3. Run the Remote Connectivity Analyzer.
Exchange 2007 SP2, also has the desired effect.
Another thing to check if these steps don't fix it and you keep getting prompted is to check if the client has any SharePoint libraries linked to their Outlook account. I went through the steps necessary to fix this for Outlook / Exchange (update rollup 9) but my clients were still getting this login prompt.
It turned out to be a SharePoint issue, not Outlook / Exchange, since they had some SharePoint libraries linked inside Outlook. The account setup to run their SharePoint site services (another admin used his personal login acct for some reason) was having trouble using Kerberos authentication. I changed the SharePoint web app pool service back to the defaults to use Network Service account; then Kerberos started working again and these prompts went away.
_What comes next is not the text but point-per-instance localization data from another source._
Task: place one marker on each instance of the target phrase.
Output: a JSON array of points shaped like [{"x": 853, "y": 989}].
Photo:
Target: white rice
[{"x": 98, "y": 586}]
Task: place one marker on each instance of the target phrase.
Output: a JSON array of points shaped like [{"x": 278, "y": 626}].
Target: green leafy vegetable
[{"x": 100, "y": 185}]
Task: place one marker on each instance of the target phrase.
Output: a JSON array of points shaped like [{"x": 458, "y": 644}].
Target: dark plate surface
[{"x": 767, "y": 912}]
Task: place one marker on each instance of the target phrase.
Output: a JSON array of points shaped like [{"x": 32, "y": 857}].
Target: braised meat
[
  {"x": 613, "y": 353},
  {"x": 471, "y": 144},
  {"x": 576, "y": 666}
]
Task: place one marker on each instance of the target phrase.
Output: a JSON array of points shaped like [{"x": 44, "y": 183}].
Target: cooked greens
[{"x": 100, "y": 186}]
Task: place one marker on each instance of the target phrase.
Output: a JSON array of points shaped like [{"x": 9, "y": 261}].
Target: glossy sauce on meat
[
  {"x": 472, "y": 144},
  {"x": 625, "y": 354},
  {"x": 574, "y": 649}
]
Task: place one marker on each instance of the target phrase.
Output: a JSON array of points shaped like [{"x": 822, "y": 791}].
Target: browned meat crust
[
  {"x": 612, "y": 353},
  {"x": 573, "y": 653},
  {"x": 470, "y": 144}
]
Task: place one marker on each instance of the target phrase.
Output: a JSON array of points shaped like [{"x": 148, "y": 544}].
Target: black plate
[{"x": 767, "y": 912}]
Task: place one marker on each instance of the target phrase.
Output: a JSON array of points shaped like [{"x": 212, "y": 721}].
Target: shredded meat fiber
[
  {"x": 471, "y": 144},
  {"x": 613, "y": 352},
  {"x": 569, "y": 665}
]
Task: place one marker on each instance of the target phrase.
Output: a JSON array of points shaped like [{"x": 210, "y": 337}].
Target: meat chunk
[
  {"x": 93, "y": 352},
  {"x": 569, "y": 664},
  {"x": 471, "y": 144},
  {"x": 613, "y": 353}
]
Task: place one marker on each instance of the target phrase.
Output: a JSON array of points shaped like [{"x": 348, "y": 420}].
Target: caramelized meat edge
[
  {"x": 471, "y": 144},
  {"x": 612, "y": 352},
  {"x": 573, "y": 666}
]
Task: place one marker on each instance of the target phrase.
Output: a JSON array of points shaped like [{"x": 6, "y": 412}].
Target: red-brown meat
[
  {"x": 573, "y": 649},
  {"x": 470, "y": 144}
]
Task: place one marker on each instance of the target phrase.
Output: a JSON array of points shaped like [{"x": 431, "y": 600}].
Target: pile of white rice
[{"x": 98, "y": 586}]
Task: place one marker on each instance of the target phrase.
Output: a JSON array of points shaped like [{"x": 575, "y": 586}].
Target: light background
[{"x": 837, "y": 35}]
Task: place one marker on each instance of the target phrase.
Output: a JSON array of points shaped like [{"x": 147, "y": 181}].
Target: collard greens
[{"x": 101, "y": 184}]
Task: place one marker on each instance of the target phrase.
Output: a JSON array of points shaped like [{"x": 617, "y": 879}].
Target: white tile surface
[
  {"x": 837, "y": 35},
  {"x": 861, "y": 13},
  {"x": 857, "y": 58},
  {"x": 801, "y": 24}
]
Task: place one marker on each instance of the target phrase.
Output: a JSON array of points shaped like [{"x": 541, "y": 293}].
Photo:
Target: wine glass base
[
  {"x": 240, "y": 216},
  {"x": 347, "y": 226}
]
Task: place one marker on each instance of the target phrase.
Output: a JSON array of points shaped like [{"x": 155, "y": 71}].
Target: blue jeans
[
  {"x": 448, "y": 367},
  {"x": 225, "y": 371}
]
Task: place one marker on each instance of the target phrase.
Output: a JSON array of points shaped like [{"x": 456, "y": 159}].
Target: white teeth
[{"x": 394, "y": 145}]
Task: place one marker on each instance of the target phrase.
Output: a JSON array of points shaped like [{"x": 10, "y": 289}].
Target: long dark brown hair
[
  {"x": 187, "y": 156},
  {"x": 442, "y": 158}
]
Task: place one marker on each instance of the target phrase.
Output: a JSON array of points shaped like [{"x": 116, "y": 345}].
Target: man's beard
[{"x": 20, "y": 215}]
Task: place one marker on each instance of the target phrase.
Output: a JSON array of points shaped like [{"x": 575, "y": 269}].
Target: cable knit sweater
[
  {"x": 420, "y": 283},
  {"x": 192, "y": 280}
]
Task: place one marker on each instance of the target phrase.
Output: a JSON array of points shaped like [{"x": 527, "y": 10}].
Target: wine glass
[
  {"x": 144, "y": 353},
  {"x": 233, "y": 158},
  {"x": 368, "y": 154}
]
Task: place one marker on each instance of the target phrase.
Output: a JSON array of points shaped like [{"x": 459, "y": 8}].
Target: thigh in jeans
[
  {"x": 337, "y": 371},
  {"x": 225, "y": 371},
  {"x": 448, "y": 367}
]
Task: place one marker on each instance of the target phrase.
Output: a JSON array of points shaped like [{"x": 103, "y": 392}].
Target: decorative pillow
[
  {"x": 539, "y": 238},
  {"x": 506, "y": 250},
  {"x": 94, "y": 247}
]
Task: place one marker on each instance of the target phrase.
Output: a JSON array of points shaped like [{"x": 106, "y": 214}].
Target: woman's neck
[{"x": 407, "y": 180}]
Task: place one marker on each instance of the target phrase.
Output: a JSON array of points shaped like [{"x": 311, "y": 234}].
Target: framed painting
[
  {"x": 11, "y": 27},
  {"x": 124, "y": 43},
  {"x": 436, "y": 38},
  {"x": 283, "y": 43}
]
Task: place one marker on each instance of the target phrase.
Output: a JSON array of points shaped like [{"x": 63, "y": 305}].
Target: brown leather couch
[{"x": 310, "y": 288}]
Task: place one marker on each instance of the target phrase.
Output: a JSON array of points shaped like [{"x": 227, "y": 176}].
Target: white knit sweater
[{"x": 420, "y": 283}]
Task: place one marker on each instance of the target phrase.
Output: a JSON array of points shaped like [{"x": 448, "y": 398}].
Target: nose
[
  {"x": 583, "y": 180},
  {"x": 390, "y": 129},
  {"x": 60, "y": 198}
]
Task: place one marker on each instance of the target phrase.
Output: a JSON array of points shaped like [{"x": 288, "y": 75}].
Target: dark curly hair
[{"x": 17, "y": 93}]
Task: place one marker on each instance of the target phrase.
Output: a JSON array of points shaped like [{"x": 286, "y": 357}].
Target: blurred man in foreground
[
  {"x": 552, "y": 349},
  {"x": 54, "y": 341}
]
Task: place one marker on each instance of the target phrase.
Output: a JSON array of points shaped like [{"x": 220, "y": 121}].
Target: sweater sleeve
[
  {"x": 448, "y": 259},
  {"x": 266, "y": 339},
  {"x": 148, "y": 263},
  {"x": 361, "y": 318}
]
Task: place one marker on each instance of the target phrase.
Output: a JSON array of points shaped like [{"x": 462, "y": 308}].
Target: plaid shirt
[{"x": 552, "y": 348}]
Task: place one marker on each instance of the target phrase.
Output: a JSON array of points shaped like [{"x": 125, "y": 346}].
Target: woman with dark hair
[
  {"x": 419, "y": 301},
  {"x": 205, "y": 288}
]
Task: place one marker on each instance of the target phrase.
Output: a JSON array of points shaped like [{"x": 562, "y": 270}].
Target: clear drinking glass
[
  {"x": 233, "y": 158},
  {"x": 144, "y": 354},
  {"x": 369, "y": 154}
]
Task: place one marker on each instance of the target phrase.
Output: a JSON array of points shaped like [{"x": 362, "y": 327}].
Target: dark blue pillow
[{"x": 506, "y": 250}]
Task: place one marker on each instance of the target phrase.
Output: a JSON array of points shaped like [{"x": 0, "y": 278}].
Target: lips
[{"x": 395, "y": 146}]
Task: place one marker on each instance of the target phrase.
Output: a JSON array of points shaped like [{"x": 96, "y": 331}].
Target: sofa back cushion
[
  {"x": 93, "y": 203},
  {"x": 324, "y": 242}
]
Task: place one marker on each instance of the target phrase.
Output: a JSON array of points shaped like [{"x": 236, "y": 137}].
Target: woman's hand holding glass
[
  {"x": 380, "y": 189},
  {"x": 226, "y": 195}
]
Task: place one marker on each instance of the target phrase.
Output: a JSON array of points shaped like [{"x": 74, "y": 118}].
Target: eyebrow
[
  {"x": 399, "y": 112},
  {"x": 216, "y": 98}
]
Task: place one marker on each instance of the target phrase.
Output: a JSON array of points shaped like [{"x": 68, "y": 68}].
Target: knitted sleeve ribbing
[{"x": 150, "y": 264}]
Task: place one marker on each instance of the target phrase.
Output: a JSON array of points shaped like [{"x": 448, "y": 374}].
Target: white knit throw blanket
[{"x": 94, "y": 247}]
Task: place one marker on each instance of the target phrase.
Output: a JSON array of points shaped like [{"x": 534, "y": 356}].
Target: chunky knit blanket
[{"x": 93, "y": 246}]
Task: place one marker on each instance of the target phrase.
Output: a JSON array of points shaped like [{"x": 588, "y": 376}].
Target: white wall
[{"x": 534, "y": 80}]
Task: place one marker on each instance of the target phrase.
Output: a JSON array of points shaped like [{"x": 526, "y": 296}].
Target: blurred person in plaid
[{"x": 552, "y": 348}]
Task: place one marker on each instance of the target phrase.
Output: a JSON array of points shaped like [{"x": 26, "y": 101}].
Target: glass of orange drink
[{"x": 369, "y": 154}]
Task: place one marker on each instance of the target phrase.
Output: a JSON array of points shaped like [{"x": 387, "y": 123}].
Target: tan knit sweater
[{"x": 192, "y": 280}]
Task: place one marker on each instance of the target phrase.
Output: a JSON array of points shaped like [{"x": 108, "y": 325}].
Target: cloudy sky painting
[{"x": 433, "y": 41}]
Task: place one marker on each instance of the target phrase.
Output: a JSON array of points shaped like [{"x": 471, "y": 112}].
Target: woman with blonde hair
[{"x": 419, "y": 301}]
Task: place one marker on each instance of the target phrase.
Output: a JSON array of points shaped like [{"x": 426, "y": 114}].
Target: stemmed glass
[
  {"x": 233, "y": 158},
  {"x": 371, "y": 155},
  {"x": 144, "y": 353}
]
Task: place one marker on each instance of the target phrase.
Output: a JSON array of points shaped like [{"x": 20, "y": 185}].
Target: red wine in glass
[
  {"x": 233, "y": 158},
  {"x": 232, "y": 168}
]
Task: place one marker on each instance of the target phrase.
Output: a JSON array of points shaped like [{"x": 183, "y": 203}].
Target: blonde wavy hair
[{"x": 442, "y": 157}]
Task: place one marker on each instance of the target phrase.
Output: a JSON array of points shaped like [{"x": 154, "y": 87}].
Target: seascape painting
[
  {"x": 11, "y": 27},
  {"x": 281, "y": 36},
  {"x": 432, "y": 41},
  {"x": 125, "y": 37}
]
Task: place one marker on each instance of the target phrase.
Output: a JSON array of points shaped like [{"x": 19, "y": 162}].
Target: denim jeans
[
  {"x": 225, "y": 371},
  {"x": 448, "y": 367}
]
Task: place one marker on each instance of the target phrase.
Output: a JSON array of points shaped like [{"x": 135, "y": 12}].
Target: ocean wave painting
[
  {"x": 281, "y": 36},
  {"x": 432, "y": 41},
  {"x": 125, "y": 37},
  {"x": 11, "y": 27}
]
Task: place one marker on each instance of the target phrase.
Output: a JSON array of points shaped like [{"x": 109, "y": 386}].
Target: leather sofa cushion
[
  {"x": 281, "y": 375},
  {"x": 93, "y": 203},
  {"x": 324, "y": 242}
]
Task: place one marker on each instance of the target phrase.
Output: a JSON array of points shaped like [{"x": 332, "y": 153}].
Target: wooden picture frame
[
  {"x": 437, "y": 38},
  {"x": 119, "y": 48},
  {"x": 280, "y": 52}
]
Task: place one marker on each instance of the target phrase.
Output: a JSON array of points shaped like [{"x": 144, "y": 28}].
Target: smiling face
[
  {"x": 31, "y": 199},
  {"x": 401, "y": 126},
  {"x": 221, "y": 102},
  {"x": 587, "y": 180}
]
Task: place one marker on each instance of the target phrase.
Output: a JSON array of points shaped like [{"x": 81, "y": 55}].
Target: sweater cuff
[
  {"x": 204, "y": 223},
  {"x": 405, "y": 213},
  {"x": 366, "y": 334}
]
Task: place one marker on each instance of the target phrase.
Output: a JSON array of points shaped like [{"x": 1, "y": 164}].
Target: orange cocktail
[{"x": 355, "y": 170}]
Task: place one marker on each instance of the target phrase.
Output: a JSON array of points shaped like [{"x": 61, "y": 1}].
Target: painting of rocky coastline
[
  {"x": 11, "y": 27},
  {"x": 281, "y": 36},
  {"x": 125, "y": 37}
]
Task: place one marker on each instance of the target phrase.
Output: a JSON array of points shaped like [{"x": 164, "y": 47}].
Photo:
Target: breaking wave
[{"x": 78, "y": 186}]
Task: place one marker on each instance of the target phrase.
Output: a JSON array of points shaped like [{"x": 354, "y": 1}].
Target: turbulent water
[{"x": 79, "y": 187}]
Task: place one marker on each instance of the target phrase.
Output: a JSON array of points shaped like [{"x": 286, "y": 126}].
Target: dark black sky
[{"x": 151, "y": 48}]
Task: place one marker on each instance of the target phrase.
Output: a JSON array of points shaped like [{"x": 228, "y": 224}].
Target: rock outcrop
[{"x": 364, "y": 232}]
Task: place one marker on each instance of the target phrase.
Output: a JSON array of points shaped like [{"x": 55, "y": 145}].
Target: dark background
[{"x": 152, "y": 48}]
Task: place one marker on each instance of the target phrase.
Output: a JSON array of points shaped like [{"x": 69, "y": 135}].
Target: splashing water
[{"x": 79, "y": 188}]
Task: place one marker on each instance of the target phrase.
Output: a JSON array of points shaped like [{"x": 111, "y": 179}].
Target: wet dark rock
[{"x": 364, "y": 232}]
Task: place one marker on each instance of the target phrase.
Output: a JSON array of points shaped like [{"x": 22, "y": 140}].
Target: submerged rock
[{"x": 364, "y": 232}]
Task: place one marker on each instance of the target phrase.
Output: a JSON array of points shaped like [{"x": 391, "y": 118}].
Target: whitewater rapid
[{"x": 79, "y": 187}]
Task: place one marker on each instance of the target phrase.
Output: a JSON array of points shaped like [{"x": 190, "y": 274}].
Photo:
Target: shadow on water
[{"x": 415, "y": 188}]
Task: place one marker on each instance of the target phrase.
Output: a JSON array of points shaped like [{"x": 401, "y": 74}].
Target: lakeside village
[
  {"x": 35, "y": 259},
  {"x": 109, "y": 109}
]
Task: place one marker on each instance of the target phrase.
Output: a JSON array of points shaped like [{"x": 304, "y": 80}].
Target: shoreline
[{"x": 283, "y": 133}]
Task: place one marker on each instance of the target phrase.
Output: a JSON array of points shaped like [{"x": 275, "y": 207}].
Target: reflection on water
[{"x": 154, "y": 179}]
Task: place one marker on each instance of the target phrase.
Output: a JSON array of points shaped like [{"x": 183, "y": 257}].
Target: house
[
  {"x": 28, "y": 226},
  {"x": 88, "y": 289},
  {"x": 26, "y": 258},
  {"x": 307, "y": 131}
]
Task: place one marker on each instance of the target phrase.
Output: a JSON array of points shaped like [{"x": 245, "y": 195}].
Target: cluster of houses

Dave, while SP2 does resolve, please take the time to inform the readers that it requires a special installation tool on the SBS 2008 platform (and Exchange SP2 "should not" installed without)
Microsoft Exchange Server 2007 SP2 Installation Tool for Windows SBS 2008
Update Rollup 1 for Exchange Server 2007 Service Pack 2 (KB971534)
ALSO: in reference to update rollup 9 on SBS 2008, that update also resolves the issue but during install, it throws a "quite silly" error relating to a permissions in accessing the Release Notes. Steps to resolve are
To remedy the 11321 error ( which we’ve seen every time we’ve installed Update Rollup 9 on SBS 2008 ):
•Go to C:\Program Files\Microsoft\Exchange Server\RelNotes.htm
•Change the permissions on this file to allow the current Administrator FULL CONTROL
•Apply the changes
•Restart Update Rollup 9 using RunAs from the Command Line
we've blogged this at http://wintivity.wigital.net/sbs/exchange-2007-sp1-update-rollup-9-fix-outlook-pop-up-sbs-2008/
hope this helps,
Mark ( WIGITAL )
Description of the update that implements Extended Protection for Authentication in Internet Information Services (IIS):
On a computer that is running Windows Server 2008, this rerelease addresses an issue that could cause Extended Protection not to function correctly when IIS is configured to use kernel-mode Windows Authentication.
It appears they've now fixed it.
Actually, that KB article refers to a different issue. By default, extended protection for Windows Authentication is not enabled for IIS 7 on SBS 2008. Disabling kernel mode authentication at the global level still stands as the resolution and is accomplished by installing either 973917 or Exchange 2007 UR 8 and later.